Selain itu, sambungnya, tidak ada luka atau bukti kekerasan fisik sehingga tiada pula visum, maka dapat diselesaikan baik-baik hingga orangtua kedua anak berbaik-baikan.

Pengacara yang dikenal tegas ini menghimbau orangtua, pihak sekolah harus bersikap bijaksana jangan mudah
terpancing atau berkomentar di media sosial yang akan memperuncing persoalan.

Apalagi saat ini sambungnya, berseliweran di media sosial (medsos) yang menyudutkan atau menghakimi murid lelaki itu dan orangtuanya bahkan oppungnya. Di medsos seolah pelaku perundungan kelas kakap anak lelaki murid kelas lima yang aktif bermain itu.

“Dalam hal ini kami mengimbau orangtua murid janganlah dicampurbaurkan gengsi, arogansi dan kesombongan untuk urusan anak-anak kecil. Biarkan mereka asyik bermain.

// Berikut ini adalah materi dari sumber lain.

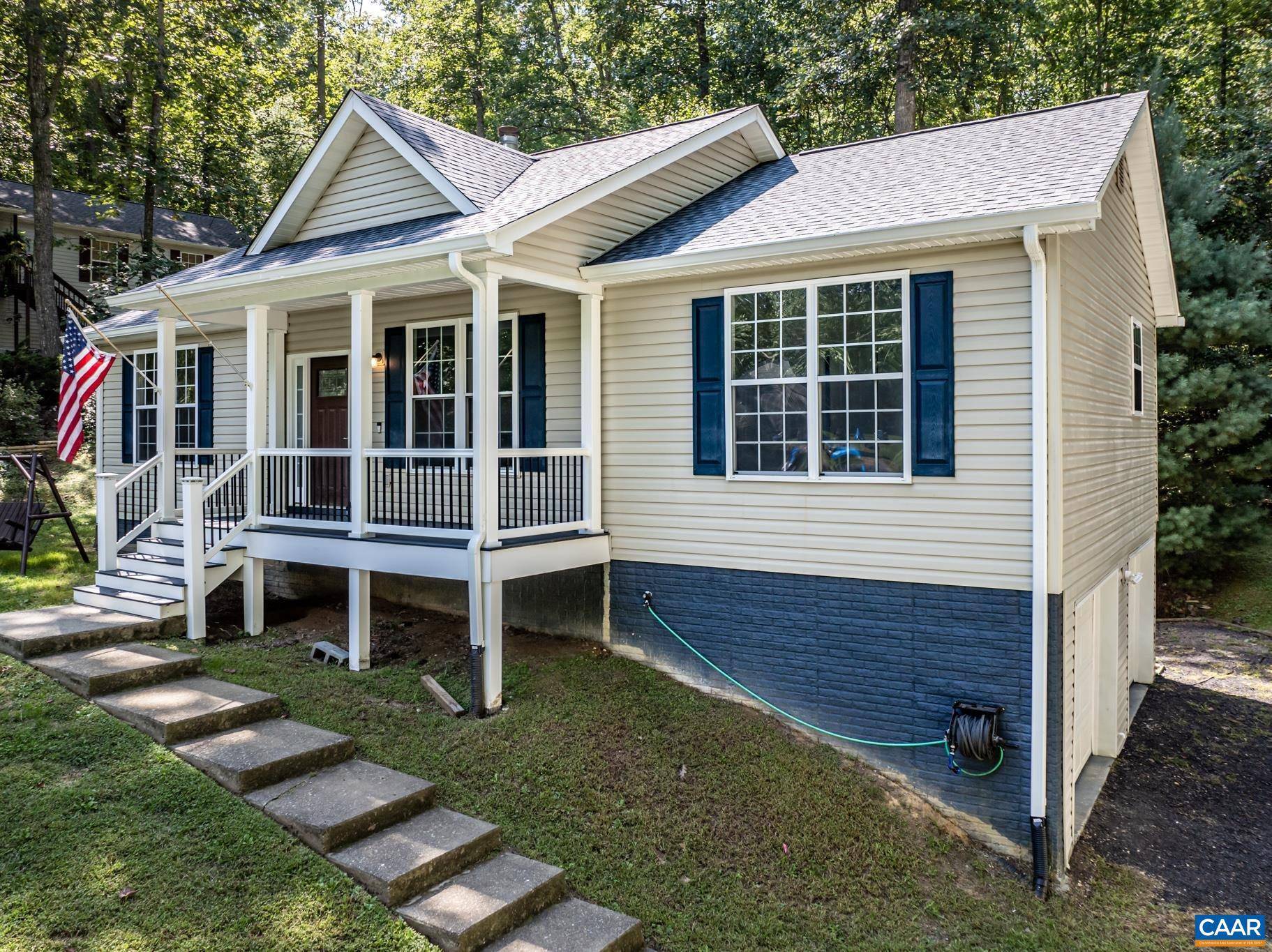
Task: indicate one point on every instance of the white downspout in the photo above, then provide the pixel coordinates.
(474, 544)
(1038, 445)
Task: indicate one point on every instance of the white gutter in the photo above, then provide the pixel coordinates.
(476, 623)
(1038, 444)
(1063, 218)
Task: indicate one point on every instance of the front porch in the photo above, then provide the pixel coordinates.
(414, 423)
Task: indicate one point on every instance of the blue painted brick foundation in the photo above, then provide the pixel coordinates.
(868, 658)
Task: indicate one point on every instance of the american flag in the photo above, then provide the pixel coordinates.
(84, 368)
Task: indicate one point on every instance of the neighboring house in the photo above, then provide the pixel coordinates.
(539, 386)
(91, 239)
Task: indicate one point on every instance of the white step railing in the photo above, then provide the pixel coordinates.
(214, 514)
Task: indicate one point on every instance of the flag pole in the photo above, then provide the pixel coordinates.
(83, 317)
(191, 322)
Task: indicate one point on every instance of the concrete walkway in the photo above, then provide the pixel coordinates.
(442, 871)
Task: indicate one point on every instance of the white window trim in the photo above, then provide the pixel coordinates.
(814, 395)
(137, 407)
(461, 323)
(301, 360)
(1136, 324)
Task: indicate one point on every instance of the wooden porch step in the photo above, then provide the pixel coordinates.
(153, 607)
(343, 803)
(98, 672)
(191, 707)
(409, 857)
(481, 904)
(246, 759)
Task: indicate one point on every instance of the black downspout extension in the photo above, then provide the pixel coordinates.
(476, 689)
(1038, 840)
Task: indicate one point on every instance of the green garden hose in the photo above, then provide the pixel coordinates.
(768, 703)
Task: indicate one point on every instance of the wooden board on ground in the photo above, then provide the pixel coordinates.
(442, 695)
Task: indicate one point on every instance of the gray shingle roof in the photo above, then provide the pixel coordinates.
(77, 209)
(547, 179)
(479, 168)
(1013, 163)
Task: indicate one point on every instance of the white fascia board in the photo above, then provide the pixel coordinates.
(317, 270)
(573, 202)
(1060, 218)
(350, 109)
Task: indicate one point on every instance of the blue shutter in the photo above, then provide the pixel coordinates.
(126, 414)
(931, 304)
(204, 386)
(709, 397)
(395, 393)
(532, 384)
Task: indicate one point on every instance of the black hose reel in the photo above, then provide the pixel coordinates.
(975, 734)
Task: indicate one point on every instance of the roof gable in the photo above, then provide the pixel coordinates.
(329, 158)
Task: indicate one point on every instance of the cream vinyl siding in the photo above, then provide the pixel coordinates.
(375, 186)
(578, 238)
(1109, 497)
(329, 331)
(1109, 455)
(230, 397)
(972, 529)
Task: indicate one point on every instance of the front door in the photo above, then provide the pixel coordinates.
(329, 430)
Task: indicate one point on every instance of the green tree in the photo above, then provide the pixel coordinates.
(1215, 379)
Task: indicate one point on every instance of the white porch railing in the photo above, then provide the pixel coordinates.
(420, 492)
(542, 491)
(304, 487)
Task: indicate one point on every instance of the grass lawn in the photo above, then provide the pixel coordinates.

Jangan pula membuat statement berdasarkan medsos,” harap Sahala.

Pihak sekolah juga diingatkan, agar jangan terprovokasi atas sikap-sikap segelintir orangtua murid. Biarkan anak-anak bermain dalam dunianya yang unik. Jangan diikuti kemauan orangtua yang memaksakan ada perundungan padahal anak-anak sudah ketawa-ketiwi sementara pada saat bersamaan orangtuanya gontok-gontokan.

“PIS selayaknya menyikapi masalah anak-anak ini dengan hati-hati sekaligus berkepala dingin dan suasana teduh. Biarkan berlalu ketidaknyamanan anak-anak kemudian berubah menjadi keasyikan bermain berlari-larian. Tolong diperhatikan suasana kebatinan anak dengan tidak sampai membiarkan permasalahan yang tak layak sampai ke pengadilan,”pungkasnya.

Sebelumnya sejumlah orangtua siswa SPK SDK PENABUR Kelapa Gading (Penabur Intercultural School) melaporkan dugaan perundungan yang menimpa anak-anak mereka. Diketahui salah satu korban yang melaporkan EJH ke Polres Jakarta Utara seorang Jaksa berinisial DWLS yang bertugas di Kejaksaan Agung.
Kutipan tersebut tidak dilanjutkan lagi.